## Tuesday, September 15, 2009

### Interpreting log-transformed variables in linear regression

Statisticians love variable transformations. log-em, square-em, square-root-em, or even use the all-encompassing Box-Cox transformation, and voilla: you get variables that are "better behaved". Good behavior to statistician parents means things like kids with normal behavior (=normally distributed) and stable variance. Transformations are often used in order to be able to use popular tools such as linear regression, where the underlying assumptions require "well-behaved" variables.

Moving into the world of business, one transformation is more than just a "statistical technicality": the log transform. It turns out that taking a log function of the inputs (X's) and/or output (Y) variables in linear regression yields meaningful, interpretable relationships (there seems to be a misconception that linear regression is only useful for modeling a linear input-output relationship, but the truth is that the name "linear" describes the linear relationship between Y and the coefficients... very confusing indeed, and the fault of statisticians, of course!). Using log transforms enables modeling a wide range of meaningful, useful, non-linear relationships between inputs and outputs. Using a log-transform moves from unit-based interpretations to percentage-based interpretations.

So let's see how the log-transform works for linear regression interpretations.
Note: I use "log" to denote "log base e" (also known as "ln", or in Excel the function "=LN"). You can do the same with log base 10, but the interpretations are not as slick.

Let's start with a linear relationship between X and Y of the form (ignoring the noise part for simplicity):
Y = a + b X
The interpretation of b is: a unit increase in X is associated with an average of b units increase in Y.
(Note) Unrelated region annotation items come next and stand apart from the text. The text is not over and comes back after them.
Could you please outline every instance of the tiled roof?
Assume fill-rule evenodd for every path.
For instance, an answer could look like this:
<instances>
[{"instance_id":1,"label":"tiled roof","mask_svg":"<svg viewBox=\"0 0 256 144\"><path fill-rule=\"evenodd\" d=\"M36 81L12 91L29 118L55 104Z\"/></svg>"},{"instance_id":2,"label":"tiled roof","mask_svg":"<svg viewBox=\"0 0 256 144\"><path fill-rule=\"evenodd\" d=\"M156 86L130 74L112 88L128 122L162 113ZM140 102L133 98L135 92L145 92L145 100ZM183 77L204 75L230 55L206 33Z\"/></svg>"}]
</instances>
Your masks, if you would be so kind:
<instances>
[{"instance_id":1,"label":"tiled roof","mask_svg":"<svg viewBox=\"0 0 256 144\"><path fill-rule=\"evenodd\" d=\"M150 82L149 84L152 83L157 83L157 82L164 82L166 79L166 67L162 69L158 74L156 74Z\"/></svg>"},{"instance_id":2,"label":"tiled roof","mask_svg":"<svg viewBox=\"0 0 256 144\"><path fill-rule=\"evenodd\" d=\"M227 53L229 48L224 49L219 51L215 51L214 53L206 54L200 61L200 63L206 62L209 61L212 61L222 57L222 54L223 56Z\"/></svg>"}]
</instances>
Now, let's assume an exponential relationship of the form: Y = a exp(b X)
If we take logs on both sides we get: log(Y) = c + b X
The interpretation of b is:  a unit increase in X in associated with an average of 100b percent increase in Y. This approximate interpretation works well for |b|<0.1. Otherwise, the exact relationship is: a unit increase in X is associated with an average increase of 100(exp(b)-1) percent.

Techical explanation:
Take a derivative of the last equation with respect to X (to denot a small increase in X). You get
1/Y dY/dx = b,  or equivalently,  dY/Y = b dX.
dX means a small increase in X, and dY is the associated increase in Y. The quantity dY/Y is a small proportional increase in Y (so 100 time dY/Y is a small percentage increase in Y). Hence, a small unit increase in X is associated with an average increase of 100b% increase in Y.
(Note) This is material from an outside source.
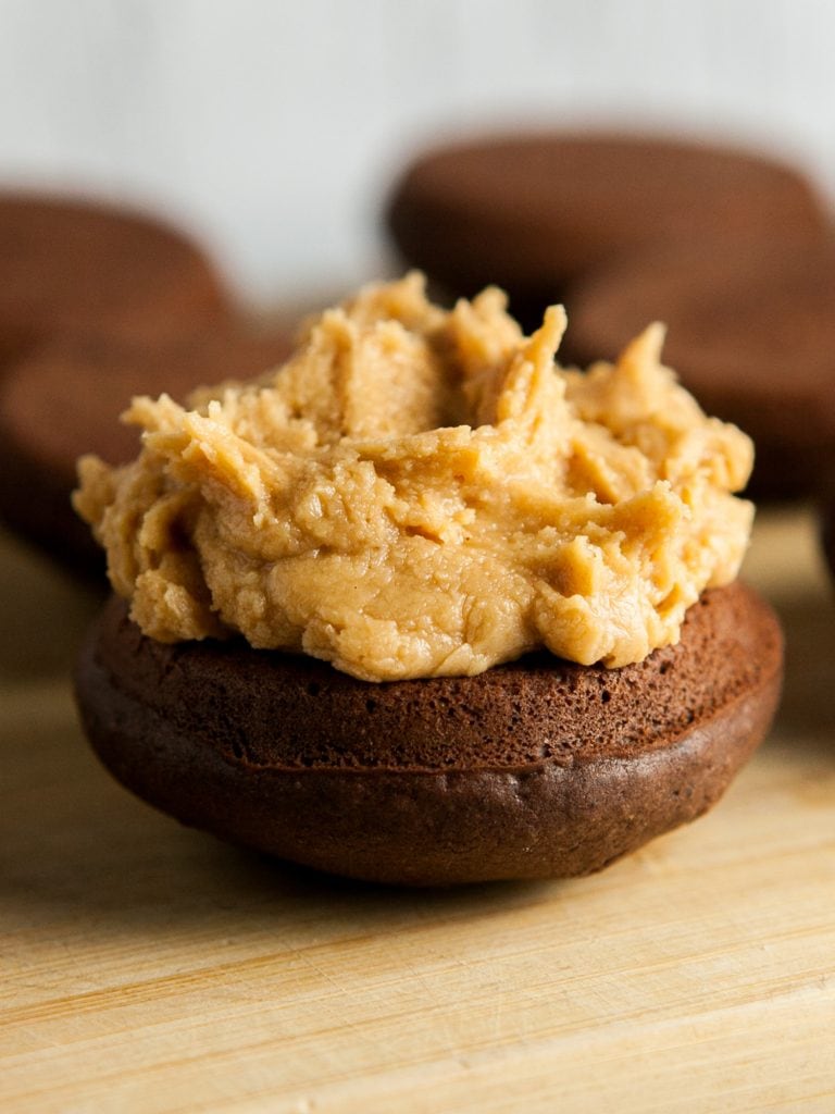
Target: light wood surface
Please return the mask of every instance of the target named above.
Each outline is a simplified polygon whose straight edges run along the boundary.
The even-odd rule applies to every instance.
[[[0,537],[0,1110],[835,1111],[835,602],[807,510],[748,579],[788,634],[769,740],[593,878],[401,892],[135,801],[76,723],[96,595]]]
Another popular non-linear relationship is a log-relationship of the form: Y = a + b log(X)
Here the (approximate) interpretation of b is: a 1% increase in X is associated with an average b/100 units increase in Y. (Use the same steps in the previous technical explanation to get this result). The approximate interpretation is fairly accurate (the exact interpretation is: a 1% increase in X is associated with an average increase of (b)(log(1.01)) in Y, but log(1.01) is practically 0.01).

Finally, another very common relationship in business is completely multiplicative: Y = a Xb. If we take logs here we get log(Y) = c + b log(X).
The approximate interpretation of b is: a 1% increase in X is associated with a b% increase in Y. Like the exponential model, the approximate interpretation works for |b|>0.1, and otherwise the exact interpretation is: a 1% increase in X is associated with an average 100*exp(d log(1.01)-1) percent increase in Y.

Finally, note that although I've described a relationship between Y and a single X, all this can be extended to multiple X's. For example, to a multiplicative model such as: Y = a X1X2X3.

Although this stuff is extremely useful, it is not easily found in many textbooks. Hence this post. I did find a good description in the book Regression methods in biostatistics: linear, logistic, survival, and repeated models by Vittinghoff et al. (see the relevant pages in Google books).